Disclaimer: Hacking into someone’s Tesla is not cool.

A hacker from search engine company Qwant has revealed at least three ways a hacker can use to take control or access the workings of a Tesla Model X. The hacker, Gael Musquet, says he’s not sure but these hacking methods could work on the Model S and Model 3 as well. They’ve been tested successfully on a Model X.

We’ll show you the first method, which is by far the simplest and cheapest one, and a way to protect yourself from the hack being used on you and your Tesla.

The Threat: Relay-hacking Your Key Fob’s RFID Signal

A relay attack or radio attack uses a trick to fool the fob and car into thinking they’re in close proximity to each other. By definition, this hack is used when the owner (and fob) are away from the car. What happens is that one radio device triggers a signal from the fob, which is then relayed to the other radio device and sent to the car to get the response signal, which is then relayed back to the fob.
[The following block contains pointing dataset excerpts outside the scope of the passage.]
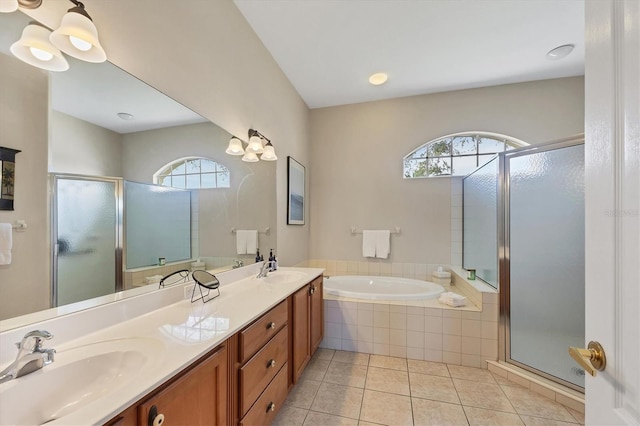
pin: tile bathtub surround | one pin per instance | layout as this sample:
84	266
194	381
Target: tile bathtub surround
416	393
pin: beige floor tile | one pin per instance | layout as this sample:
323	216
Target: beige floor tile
539	421
385	380
471	373
482	395
481	416
393	363
436	388
302	394
290	416
315	370
343	373
386	408
324	353
576	415
351	357
428	367
344	401
322	419
529	403
427	412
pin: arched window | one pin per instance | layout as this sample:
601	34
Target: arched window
456	155
193	173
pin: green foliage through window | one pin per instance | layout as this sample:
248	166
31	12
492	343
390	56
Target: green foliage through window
194	173
456	155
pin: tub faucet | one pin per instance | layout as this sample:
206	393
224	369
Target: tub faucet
31	356
265	269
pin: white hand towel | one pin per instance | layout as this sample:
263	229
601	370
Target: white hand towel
6	242
369	243
382	243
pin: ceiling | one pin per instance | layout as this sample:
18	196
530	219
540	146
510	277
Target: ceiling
329	48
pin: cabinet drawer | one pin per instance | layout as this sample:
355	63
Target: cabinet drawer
267	406
256	374
257	334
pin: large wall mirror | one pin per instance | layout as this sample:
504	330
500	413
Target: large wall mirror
92	140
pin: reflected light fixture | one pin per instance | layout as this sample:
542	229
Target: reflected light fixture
35	49
77	36
560	51
255	147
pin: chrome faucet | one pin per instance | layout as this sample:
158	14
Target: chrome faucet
267	267
31	356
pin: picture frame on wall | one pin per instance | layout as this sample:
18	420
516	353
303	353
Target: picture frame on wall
295	192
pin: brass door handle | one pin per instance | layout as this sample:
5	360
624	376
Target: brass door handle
591	359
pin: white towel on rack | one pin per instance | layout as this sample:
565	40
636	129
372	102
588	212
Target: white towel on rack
6	243
246	241
382	243
369	243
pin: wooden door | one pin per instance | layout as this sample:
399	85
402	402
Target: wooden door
197	397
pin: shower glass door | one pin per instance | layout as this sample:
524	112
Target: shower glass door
86	228
545	258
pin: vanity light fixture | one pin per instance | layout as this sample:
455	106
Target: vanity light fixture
255	147
77	36
35	49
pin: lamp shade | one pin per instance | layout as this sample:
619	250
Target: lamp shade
269	153
250	157
235	147
77	36
35	49
255	145
8	6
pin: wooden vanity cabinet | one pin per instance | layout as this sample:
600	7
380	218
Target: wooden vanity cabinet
307	330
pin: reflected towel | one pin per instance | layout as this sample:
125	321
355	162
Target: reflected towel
382	243
6	242
246	241
369	243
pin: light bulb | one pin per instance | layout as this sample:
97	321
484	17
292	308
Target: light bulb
79	43
40	54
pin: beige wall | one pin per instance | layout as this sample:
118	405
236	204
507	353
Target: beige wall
24	284
83	148
206	56
357	153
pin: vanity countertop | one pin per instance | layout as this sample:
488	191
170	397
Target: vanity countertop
172	336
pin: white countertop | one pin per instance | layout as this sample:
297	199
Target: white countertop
172	336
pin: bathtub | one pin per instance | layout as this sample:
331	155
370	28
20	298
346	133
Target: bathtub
380	288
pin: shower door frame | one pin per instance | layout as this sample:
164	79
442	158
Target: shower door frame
119	227
504	267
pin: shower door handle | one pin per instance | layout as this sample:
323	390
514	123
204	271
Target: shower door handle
591	359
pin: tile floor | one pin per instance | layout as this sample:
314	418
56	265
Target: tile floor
351	388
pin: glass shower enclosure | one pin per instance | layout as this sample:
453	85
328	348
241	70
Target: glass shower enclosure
524	233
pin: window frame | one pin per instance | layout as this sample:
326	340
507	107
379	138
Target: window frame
183	161
506	140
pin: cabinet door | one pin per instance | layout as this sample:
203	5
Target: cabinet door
317	314
198	397
300	326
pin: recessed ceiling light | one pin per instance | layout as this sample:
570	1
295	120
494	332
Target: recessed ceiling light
125	116
378	78
560	51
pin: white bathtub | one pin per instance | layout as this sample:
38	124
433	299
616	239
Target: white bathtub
380	288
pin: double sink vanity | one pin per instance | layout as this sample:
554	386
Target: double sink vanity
158	357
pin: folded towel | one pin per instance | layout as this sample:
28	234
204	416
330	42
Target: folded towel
6	242
382	243
369	239
246	241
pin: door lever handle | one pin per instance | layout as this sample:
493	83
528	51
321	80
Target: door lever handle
591	359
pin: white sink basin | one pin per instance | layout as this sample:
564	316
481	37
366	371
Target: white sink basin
77	377
283	277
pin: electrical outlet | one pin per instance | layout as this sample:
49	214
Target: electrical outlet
188	291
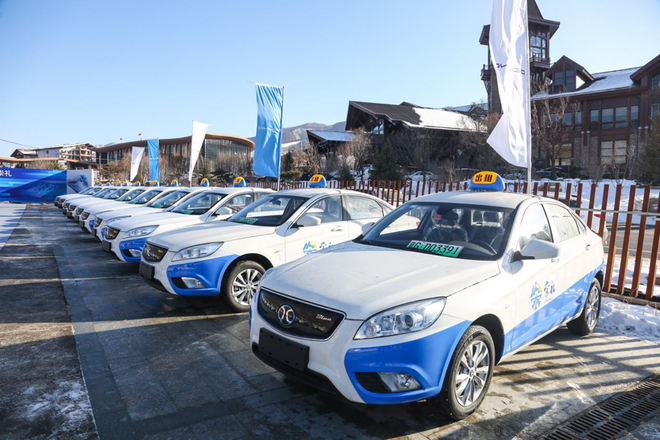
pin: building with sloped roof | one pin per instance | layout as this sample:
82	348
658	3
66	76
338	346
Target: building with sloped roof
608	116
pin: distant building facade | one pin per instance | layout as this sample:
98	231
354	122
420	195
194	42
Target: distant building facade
610	113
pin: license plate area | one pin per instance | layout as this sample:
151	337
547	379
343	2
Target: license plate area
283	350
146	271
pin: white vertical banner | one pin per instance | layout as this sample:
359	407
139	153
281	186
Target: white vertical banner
199	134
508	43
136	158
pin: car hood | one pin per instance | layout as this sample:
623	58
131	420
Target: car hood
131	210
362	280
207	233
159	218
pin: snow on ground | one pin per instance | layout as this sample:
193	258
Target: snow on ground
628	319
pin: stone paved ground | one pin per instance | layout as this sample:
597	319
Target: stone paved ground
158	368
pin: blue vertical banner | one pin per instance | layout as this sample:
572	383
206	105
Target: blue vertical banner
31	186
154	171
268	142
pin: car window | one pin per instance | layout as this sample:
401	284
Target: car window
534	225
359	208
199	203
168	199
328	209
563	222
238	202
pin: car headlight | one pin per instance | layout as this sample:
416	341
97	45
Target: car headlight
139	232
407	318
114	219
200	251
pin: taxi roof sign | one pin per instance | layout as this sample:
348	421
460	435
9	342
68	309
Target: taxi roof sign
486	181
318	181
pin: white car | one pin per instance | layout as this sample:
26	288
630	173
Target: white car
402	315
88	217
121	194
126	237
164	202
229	258
88	192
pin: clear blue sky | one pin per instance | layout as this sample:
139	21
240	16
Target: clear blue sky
96	71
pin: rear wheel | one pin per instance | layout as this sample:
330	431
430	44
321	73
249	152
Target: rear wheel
586	322
240	285
469	374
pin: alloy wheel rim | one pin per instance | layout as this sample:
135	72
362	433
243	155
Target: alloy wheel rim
245	286
473	369
592	307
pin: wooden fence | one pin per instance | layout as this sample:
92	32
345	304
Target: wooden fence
399	192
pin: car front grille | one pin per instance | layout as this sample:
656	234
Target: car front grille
152	252
310	321
111	233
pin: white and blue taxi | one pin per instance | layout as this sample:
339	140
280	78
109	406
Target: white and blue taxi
165	201
229	258
424	309
87	192
126	237
149	196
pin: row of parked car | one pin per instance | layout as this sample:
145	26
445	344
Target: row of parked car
352	296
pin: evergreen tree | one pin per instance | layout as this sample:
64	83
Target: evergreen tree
649	163
385	167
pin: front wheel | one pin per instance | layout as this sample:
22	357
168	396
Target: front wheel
469	374
586	322
240	285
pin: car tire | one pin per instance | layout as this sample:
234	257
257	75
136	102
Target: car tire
240	285
457	398
588	319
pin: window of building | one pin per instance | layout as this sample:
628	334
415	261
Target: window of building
607	118
570	80
538	42
564	156
558	82
634	116
593	120
655	82
655	110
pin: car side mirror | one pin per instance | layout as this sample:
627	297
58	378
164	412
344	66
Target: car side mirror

In short, the car thinks the owner is nearby and has triggered the fob, and it unlocks.

Quite a few cars (not just Tesla EVs) have been stolen this way, and a recent showcase at the Hack in the Box conference in Amsterdam conducted by Chinese researchers from Beijing’s Qihoo 360, it was revealed that the whole setup only costs $22!

The Protection: Simple Solution for Under $20

Purchase a Faraday Bag, which blocks RFID signals so they can’t be copied and relayed to another device near your vehicle. It only costs a few bucks, and it can prevent your car from being stolen.

Faraday Bag from Amazon

Relay hacking has been around for several years. It’s a much easier way to steal a car that has passive keyless entry (PKE) technology, and the owner is none the wiser. Don’t be that guy. Many car thieves use this method because it’s a lot easier than actually trying to hack or decipher the signal and fool the car that way.

So get a Faraday bag and protect yourself from an affordable hacking method using an affordable deterrent.

Editor’s Note: Last month, Tesla shared some tips to prevent relay hacking when passive entry is enabled. You can also disable it by going to Controls > Settings > Doors & Locks > Passive Entry > OFF.

“We would like to share some tips for ensuring the safety of your Tesla. When enabled, our Passive Entry setting will automatically unlock the doors of your Model S when you approach it with your key. Relay attacks, a type of vehicle break-in that can be targeted at vehicles from many manufacturers including Tesla, allows an attacker to transmit a signal from your key in one location to your car in another location, thereby creating the potential for unauthorised access and entry.

You can decrease the likelihood of unauthorised entry by disabling Passive Entry when parked in public spaces or storing your key in a holder which blocks electromagnetic transmissions, such as a RFID-blocking sleeve or Faraday cage.”